This article was published in the Lenoir News-Topic.
Caldwell County school personnel will be barred from complying with doctors’ orders to let extremely ill children die, the Caldwell County Board of Education decided Monday.
The board received one official public comment on the policy during the past month after it was proposed. There was no discussion of the policy on Monday among board members, who voted unanimously to approve it.
A Do Not Resuscitate order, or DNR, is a request that no one perform CPR or otherwise resuscitate a patient in the event of cardiac or respiratory arrest. The school system has not been asked to honor a DNR for any current student, Superintendent Steve Stone said at the board’s September meeting.One parent, Maleah Haas, filed a public comment online in support of the policy.
“The parents alone ultimately take responsibility,” said Haas, who identified herself in the comment as the parent of a medically fragile child. “Part of that responsibility is accepting the fact that other school personnel and students cannot be put in the heart-wrenching position of honoring a DNR order.”
Before the board voted, Stone also referenced another “public comment” on the policy – a letter to the editor sent to the News-Topic by John Worsley of Lenoir opposing the policy. Worsley did not submit an official public comment on the policy, said Kathy Chandler, administrative assistant to the board of education.
“I agree wholeheartedly that school staff and officials shouldn’t have to make decisions about Do Not Resuscitate orders for gravely ill children,” Worsley’s letter read. “That seems to be the whole point of DNR orders. The parents, children and doctors involved have already made that difficult decision. School personnel not only shouldn’t have to make a decision in these situations but they SHOULDN’T make one.”

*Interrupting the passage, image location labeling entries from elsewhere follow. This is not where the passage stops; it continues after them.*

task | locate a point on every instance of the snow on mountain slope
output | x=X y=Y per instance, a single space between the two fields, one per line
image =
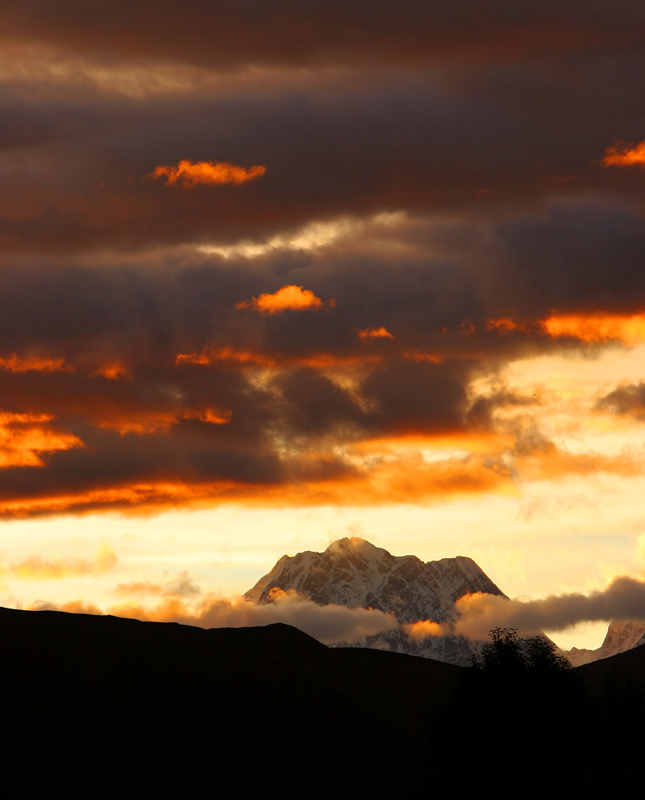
x=621 y=636
x=354 y=573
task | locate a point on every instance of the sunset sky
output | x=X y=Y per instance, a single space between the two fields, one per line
x=272 y=274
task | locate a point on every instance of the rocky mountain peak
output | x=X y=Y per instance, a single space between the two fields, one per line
x=354 y=573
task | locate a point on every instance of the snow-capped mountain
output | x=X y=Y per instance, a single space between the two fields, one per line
x=621 y=636
x=354 y=573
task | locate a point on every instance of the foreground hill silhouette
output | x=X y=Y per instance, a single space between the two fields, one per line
x=102 y=706
x=104 y=702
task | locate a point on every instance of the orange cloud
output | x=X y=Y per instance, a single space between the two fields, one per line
x=505 y=325
x=418 y=356
x=552 y=463
x=210 y=415
x=14 y=363
x=598 y=327
x=190 y=173
x=37 y=568
x=216 y=355
x=24 y=436
x=294 y=298
x=369 y=334
x=423 y=629
x=625 y=155
x=213 y=355
x=183 y=586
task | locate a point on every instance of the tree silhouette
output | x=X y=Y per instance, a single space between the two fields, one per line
x=508 y=656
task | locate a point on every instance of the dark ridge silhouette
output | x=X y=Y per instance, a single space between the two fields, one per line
x=102 y=706
x=96 y=704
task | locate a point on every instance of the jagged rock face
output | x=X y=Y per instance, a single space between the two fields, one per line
x=356 y=574
x=621 y=636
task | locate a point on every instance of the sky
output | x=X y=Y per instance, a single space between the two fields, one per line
x=275 y=274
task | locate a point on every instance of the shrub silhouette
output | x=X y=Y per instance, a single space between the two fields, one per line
x=508 y=656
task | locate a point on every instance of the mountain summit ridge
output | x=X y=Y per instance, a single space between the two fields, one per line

Pediatric DNRs are common in hospitals and other medical settings – often for children who have terminal illnesses, and sometimes for children with severe disabilities who are so fragile that CPR or other resuscitation efforts may hurt the child more than it could help them. In some cases, parents ask that their child’s school district honor a DNR as well.

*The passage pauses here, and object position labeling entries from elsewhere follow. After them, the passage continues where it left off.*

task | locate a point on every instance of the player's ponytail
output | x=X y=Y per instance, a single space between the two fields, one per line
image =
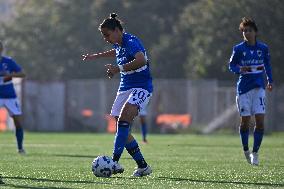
x=111 y=23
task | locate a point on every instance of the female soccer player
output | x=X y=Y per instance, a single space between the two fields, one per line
x=134 y=91
x=8 y=98
x=250 y=60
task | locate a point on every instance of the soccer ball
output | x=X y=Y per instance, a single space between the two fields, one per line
x=102 y=166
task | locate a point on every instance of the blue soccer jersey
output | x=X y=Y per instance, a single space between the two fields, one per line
x=7 y=65
x=139 y=78
x=257 y=58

Many school systems do not have official policies on DNRs; those who do come down on varying sides of the issue. A 2005 study sponsored by the Children’s Hospital of Philadelphia and the University of Pennsylvania found that among a random sample of school districts across the United States, 20 percent had DNR policies.
Forty-seven percent of those policies allowed school employees to honor DNR policies, while the rest, like Caldwell County, prohibited staff from honoring them.